Serum samples were tested for anti-C. burnetii IgG antibodies using an Indirect Fluorescent Antibody Test (IFAT). The IFAT utilized crude antigens derived from the C. burnetii strain At12, cultivated in Vero cells with low passage according to established protocols (Pacheco et al. 2013). For each assay, 15 µL of C. burnetii-infected cells were added of the 12 wells on microscopic slides for each experiment. Phosphate-buffered saline (PBS) at pH 7.2 was used to serially dilute serum samples in two-fold increments.
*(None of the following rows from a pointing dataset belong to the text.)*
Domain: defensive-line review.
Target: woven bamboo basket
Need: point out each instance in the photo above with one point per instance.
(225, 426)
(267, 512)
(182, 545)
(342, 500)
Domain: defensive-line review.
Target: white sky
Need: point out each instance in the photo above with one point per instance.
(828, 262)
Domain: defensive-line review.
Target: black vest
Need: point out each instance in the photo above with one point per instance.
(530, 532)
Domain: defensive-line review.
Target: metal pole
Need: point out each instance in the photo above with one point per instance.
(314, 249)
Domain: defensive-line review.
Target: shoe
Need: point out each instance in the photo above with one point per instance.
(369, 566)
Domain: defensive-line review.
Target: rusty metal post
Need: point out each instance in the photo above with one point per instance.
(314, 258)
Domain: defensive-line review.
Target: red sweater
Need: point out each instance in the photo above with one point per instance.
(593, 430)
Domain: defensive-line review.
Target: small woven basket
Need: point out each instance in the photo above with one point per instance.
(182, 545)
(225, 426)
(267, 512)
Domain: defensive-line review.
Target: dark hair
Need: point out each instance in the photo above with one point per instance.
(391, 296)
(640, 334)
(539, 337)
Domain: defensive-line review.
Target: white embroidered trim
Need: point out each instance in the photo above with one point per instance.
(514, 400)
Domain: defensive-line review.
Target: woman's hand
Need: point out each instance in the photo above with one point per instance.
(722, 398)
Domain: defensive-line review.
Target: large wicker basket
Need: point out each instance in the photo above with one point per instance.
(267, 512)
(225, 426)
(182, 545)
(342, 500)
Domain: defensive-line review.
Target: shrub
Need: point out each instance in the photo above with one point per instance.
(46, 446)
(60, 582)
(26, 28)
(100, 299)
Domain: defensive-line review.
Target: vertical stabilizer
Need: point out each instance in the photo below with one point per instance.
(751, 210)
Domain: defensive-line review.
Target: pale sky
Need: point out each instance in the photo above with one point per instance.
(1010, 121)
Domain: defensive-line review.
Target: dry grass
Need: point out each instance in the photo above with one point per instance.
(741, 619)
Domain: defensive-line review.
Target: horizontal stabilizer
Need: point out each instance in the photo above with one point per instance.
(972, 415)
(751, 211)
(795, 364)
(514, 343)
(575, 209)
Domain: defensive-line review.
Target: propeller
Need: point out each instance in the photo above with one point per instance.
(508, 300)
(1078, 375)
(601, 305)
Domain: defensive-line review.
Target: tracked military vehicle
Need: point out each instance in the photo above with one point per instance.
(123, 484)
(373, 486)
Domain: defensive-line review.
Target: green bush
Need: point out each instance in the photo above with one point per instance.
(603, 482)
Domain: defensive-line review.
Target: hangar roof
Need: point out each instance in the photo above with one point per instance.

The dilution ratios ranged from 1:64, 1:128, 1:256, 1:512, 1:1024, 1:2048, 1:4096, and 1: 8192. The wells that had been previously prepared with the antigen were then filled with 20 µL of the diluted serum samples, and they were incubated for 30 min at 37 °C. After two 10-minute PBS washes, the slides were incubated with fluorescein isothiocyanate-labeled rabbit anti-goat (dilution 1:1,500), anti-sheep (dilution 1:1,500), or anti-cattle IgG (dilution 1:2,000) (Sigma, St. Louis, MO, USA). The slides were then washed as previously mentioned, with 1.5 mL of Evans blue added. After drying and mounting the slides on coverslips using buffered glycerin, they were seen at 400x magnification using an Olympus fluorescent microscope (Tokyo, Japan). Positive results were noted for antibody titers of 1:64 or above, and each sample was performed in duplicate (Reeves et al. 2006; Pacheco et al. 2013). For seropositive samples, the endpoint titer was defined as the last dilution in which ≥ 50% of bacterial fluorescence was visible. Negative and positive (which is known to be positive) control sera from goats, sheep, and cattle were also tested at a 1:64 dilution on each slide.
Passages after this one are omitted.